The microservice deployment and management stack is proving very effective for companies taking advantage of the cloud’s capabilities to scale and adapt. Containers (often alongside Kubernetes tooling) fit well, too, with agile DevOps and CI/CD workflows that transition code from development to production in short timescales.
A significant problem with the speed of transition from home lab tests to production in just a few years is that containers are a technology that’s DevOps- not SecOps-focused. The collegiate atmosphere of trust in the broader development community has not so much turned a blind eye to bad actors but simply not considered the implications of malevolent players’ potential activities.
The emergence of DevSecOps roles in many workplaces (CAGR of over 24% in roles in the sector is expected to 2028) shows that many organizations are aware that there’s potential for combining security and CI/CD. But other than continuing to hire almost as many cybersecurity personnel as developers, what can companies do to ensure safer production systems?
Right from when container technology began to emerge into the development community’s awareness, native specialist security platforms designed for microservices started to appear. Recently acquired by SUSE, NeuVector is probably the best-known among these. Its lightweight presence in Kubernetes environments protects developing applications throughout the CI pipeline, through QA, and into production.
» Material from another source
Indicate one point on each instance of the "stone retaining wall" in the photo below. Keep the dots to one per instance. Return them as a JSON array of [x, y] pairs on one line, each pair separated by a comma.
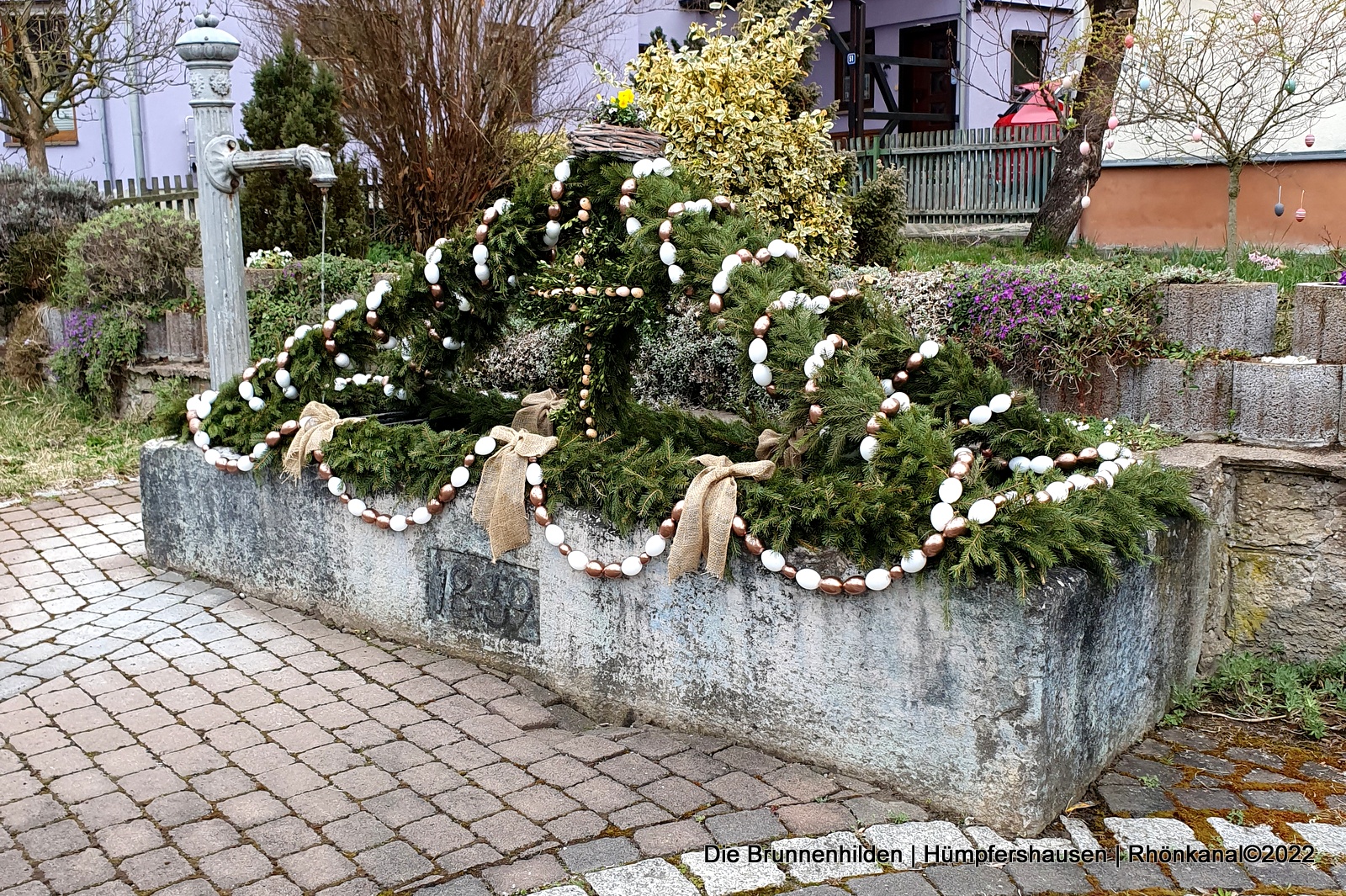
[[976, 701]]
As you might imagine, a static security framework wouldn’t be suitable in container-focused applications. The speed and ease of creating virtual networks, hundreds of pods offering a shifting range of scalable services, clusters distributed over several clouds – these are hardly factors that make security specialists conversant in traditional security feel comfortable.
With cybersecurity platforms designed specifically for containers, organizations can easily use policy as code to create zero-trust container environments, environments that are actively scanned automatically. The plus side here for developers is that protection can be assured by relatively trivial changes to configuration files. Once achieved, the development environment can be addressed as usual.
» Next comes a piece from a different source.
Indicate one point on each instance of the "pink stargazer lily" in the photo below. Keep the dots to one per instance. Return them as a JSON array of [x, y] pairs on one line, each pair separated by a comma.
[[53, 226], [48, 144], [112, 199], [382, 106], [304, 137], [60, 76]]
The differences in methods between DevOps and SecOps are perhaps exaggerated for the sake of a good story in the technology press: the former wants to surge forward, the latter holding back for security’s sake. But hyperbole aside, there are increasing numbers of concerns from legal quarters of compliance with a changing raft of legislation: HIPAA, NIST, GDPR, etc. Getting the security, development, agility, and compliance balance “just so” is a challenging ask.
NeuVector’s light touch in deployment ticks boxes for DevOps, creates the type of self-learning, zero-trust environment that makes security pros sleep better at night, and also provides the kind of security data the governance paperwork demands.
Best of all, though, the security function the platform provides fits neatly into the cloud-native stack that companies like SUSE are helping to promote. Instead of needing extra, specialist security tooling, NeuVector can be deployed as a Jenkins plugin, in an “Enforcer” container, onto a VM installation, and even onto a bare-metal OS. It also plays nice with your SIEM and common monitoring tools, so there’s no new source of red flags too.
To deliver fine digital experiences and gain consumer trust, companies have to pursue the highest standards in both development and security practice. In microservice-based development cycles, security has to be a concern, but it needn’t be a hindrance to the agility that cloud-native technology offers.